Was it a conscious decision, therefore, to focus on bringing forth more of a folk influence in your music and fusing that with a pop sound as demonstrated by recent single ‘The Wizard of Us’?
“I decided that I wanted to make a new single, as I have a new producer I’m working with in Oslo and that’s easier to have somebody here to work with rather than having to travel to London all of the time; although I loved working with Phil [Cook] as well,” replies Iselin. “The record label [Bisi Music] really wanted me to work with Jesper Borgen [producer] and I’m so glad that they introduced me because we have a really good connection and I felt that when we first started to work together. He saw some qualities, I guess, and it all took another direction and that folk [sound] mixed with the urban sounds is kinda how I ended up with that genre. So yes, a mix of modern pop and at the same time a little bit influenced by the folk genre as well.”
For any listeners out there who have not had the pleasure of listening to the lush orchestration and folk-pop sounds of ‘The Wizard of Us’ then you’re missing out on something rather special. With the most important ingredient sitting on top of these wondrous sounds being the gorgeous, mellifluous vocals stemming from Iselin herself, it’s hardly surprising that there is a magical reference in the title when the music is so incredibly dreamlike; something of which Solheim is reluctant to disclose when it comes to its secrets.

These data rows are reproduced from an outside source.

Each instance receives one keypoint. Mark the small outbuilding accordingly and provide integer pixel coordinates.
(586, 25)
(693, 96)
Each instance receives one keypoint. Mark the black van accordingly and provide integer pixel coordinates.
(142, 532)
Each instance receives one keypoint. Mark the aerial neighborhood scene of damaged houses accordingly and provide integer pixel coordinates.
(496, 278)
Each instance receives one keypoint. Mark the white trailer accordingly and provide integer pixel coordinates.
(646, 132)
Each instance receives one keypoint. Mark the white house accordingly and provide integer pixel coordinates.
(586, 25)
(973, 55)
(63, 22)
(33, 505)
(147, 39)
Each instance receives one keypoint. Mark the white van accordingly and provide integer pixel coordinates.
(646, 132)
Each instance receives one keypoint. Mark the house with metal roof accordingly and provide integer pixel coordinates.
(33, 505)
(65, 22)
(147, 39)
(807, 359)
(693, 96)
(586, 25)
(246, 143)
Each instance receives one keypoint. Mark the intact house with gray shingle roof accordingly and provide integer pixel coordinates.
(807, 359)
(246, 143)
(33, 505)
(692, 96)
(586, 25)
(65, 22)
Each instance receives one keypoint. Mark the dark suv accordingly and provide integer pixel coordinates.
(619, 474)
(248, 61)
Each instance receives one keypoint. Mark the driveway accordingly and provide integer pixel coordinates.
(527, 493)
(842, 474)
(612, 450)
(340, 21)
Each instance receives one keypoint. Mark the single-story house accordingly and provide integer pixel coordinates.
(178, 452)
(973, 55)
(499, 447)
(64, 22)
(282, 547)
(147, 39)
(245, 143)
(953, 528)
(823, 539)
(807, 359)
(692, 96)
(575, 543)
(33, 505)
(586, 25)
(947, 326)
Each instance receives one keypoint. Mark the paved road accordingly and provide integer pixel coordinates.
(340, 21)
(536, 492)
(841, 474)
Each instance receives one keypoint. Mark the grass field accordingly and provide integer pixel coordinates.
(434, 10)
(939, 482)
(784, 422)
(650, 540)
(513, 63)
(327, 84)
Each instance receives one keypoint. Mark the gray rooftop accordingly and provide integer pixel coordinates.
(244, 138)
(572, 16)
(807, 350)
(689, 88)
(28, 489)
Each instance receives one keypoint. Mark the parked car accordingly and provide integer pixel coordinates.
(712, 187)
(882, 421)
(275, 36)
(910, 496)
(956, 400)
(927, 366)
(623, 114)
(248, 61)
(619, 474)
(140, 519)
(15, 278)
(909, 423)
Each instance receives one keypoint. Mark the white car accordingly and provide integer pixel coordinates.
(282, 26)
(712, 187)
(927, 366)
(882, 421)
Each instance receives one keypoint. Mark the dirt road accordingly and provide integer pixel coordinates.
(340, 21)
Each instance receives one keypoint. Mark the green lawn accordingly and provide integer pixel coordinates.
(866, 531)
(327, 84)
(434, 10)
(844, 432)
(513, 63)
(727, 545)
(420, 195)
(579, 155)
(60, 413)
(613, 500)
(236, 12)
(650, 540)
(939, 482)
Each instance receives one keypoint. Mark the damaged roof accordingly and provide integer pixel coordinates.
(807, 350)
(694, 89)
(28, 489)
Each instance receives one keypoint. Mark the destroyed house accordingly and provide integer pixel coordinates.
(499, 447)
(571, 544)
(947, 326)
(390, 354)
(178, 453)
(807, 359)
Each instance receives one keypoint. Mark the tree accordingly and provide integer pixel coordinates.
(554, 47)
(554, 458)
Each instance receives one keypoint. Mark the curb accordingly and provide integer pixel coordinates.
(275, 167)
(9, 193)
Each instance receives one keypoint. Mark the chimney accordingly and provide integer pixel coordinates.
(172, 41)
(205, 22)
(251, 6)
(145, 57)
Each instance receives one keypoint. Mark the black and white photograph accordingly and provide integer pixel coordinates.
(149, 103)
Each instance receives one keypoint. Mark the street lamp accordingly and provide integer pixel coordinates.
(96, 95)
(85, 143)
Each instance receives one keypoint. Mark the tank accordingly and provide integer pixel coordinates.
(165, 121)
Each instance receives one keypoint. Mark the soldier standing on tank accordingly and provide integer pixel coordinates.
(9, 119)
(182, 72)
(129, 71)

“When I write I kind of go into my own bubble, my own world. So I guess it’s a little bit hard to define the song [‘The Wizard of Us] in a short sound bite,” she explains while remaining slightly cautious. “I want people, when they listen to my music, to create their own picture of it and I don’t want to help too much as I like to figure out what a song is about. However, I would say that it’s a love song but it’s also about the magical things that can happen.”
Magical things are certainly about to happen for Iselin Solheim in the not-too-distant future as she plans to bring her blend of folk-pop to the masses of Norway for starters with an album loosely pencilled in for later this year and forthcoming live dates. Based on the wonderful delights of ‘The Wizard of Us’, there is only one path Iselin Solheim can now pursue and that is one that is golden.
I want people, when they listen to my music, to create their own picture of it."
FLW - From the Tapes
Iselin Solheim recounts to FLW about the time she decided to audition for Idol.
“I was 16 years old and I was insecure about my abilities in terms of music. I wanted to seek some sort of confirmation from the competition in order to establish my level of ability. I ended up among the top 40 so that was cool, but in the end I felt that I was not mature enough. Also, I freaked out when I realised that there was only 40 [contestants] left and that in order to win I only had to beat the remaining 39! So I was sitting there and just watching everybody around me and thinking 8000 people gone and now there are only 39 left! (FLW struggles to contain its laughter at this point due to Iselin’s humorous recollection of the enormity of the task). I didn’t handle the last challenge well as I thought it was the semi-final but they [the judges] decided to change things with 24 being the final number. At this point I was very tired and it was just too much for me and I couldn’t sleep that weekend and it was three days whereby I was in my own world. They [the judges] told me that they liked me and that they believed in me but they couldn’t take me further in the competition because I was not mature enough. That was not the worst comment because I actually became more motivated and I never thought that I’d get that far anyway. It was a huge thing for me, but I decided to work on my own and if anything it sort of helped me and I’m glad that I didn’t get through the last round as I probably wouldn’t be in the same place as I’m in now.”